“Ovunque ci sia un infelice, Dio invia un cane”. Inizia con questa citazione dello scrittore Lamartine la nuova nerissima favola cinematografica firmata da Luc Besson. Presentato in concorso a Venezia 80, Dogman è un film che convince, commuove e diverte, restituendoci un autore in ottima forma. Protagonista è Douglas, ennesimo “cast away” della società della filmografia del regista, un ragazzo che, dopo un violento passato familiare, vive esclusivamente dell’amore per i suoi cani. E’ lui stesso a raccontare la sua vita, incalzato dalle domande di una giovane psichiatra criminologa, chiamata a decifrare l’enigmatico uomo, vestito da donna e costretto su una sedia a rotelle, appena arrestato dalla polizia.
Col procedere del racconto, si scopre gradualmente la storia e la psicologia di questo personaggio, le terribili violenze subite, la sua esistenza simbiotica con i cani, il suo amore per il canto e la recitazione, la sua condotta criminale. E da grande narratore e da minuzioso esploratore dell’animo umano qual è, Besson ci immerge completamente nel suo mondo, tanto assurdo e surreale, quanto pregno di emozioni vere.
Con la sua solita poetica ipercinetica, il regista di Nikita e Il quinto elemento costruisce un cupo e adrenalinico divertissement su una sceneggiatura, firmata da lui stesso, riempita in modo esagerato di tematiche e situazioni. C’è ovviamente l’elemento cinofilo, c’è l’analisi della sofferenza, ma ci sono anche l’amore non corrisposto, la disabilità, il mondo delle drag queen, Edith Piaf e un forte spiritualismo di fondo, tipico del suo cinema. E sebbene questo possa rappresentare un difetto del film, è in realtà il suo vero punto di forza. Dogman infatti si fa apprezzare soprattutto per questa sua natura sconclusionata, per la totale libertà espressiva e narrativa che si concede l’autore, senza paura di esagerare e di mettere troppa carne al fuoco.

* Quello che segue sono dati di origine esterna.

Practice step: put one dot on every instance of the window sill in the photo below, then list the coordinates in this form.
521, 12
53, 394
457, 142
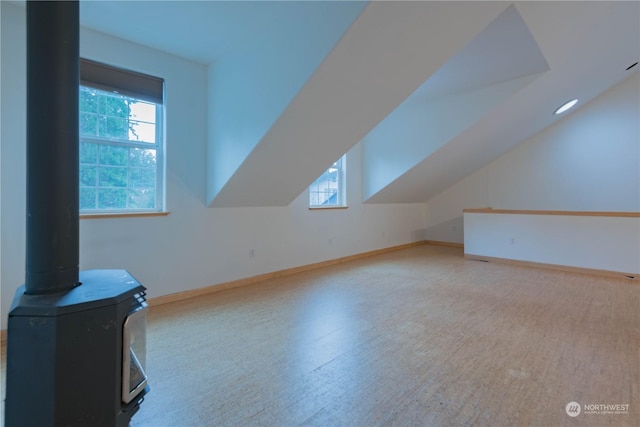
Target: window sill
122, 215
325, 208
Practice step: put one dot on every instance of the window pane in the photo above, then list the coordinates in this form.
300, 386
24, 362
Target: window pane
87, 176
88, 153
114, 155
141, 131
116, 172
88, 100
87, 198
328, 188
88, 124
112, 198
142, 198
142, 157
112, 177
114, 127
139, 177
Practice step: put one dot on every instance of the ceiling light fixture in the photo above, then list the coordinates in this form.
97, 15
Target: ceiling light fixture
564, 107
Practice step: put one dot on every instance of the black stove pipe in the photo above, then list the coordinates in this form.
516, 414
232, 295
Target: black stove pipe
53, 48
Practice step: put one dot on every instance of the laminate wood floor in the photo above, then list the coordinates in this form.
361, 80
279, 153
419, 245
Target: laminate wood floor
417, 337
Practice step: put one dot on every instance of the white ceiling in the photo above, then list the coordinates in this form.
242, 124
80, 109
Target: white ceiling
568, 49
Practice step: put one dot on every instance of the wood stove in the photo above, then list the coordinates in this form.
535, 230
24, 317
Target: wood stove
76, 341
77, 358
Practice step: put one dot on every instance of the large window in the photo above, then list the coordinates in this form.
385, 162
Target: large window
121, 140
328, 191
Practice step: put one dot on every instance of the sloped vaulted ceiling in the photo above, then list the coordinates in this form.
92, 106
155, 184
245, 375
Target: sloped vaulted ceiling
432, 90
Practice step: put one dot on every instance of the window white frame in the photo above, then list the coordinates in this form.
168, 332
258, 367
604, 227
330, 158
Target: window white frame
329, 190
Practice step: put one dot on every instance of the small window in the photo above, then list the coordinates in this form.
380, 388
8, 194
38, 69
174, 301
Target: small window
121, 140
328, 191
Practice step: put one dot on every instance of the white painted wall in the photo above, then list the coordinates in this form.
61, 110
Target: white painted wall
601, 243
194, 246
250, 87
589, 161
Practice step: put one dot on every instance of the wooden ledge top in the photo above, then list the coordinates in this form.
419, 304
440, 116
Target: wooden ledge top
542, 212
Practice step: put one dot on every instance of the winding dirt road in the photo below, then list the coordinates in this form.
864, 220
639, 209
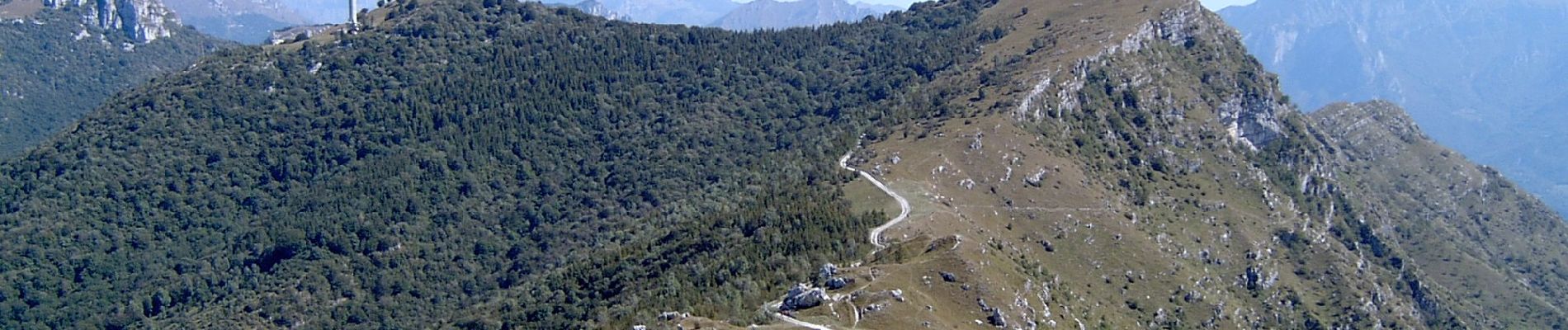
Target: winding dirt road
904, 204
876, 237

Besson a tratti strizza l’occhio al cinema orientale, a tratti sembra ricalcare il Joker di Todd Phillipps; alterna violenza e misticismo; passa dall’horror al dramma psicologico. E lo fa riuscendo a non perdere mai la bussola del racconto: tutto è folle, ma è anche tutto assolutamente coerente.
Ad impreziosire ancora di più il film, è l’intensa interpretazione di Caleb Landry Jones. L’attore statunitense, che due anni fa vinse la Palma d’Oro a Cannes per Nitram di Justin Kurzel, è perfetto nel tratteggiare le scivolose sfumature del suo personaggio, in costante bilico tra dolcezza e cattiveria. Una performance estremamente fisica, dolorosa, che conferma il grande talento di Jones e che lo candida alla vittoria della Coppa Volpi qui a Venezia.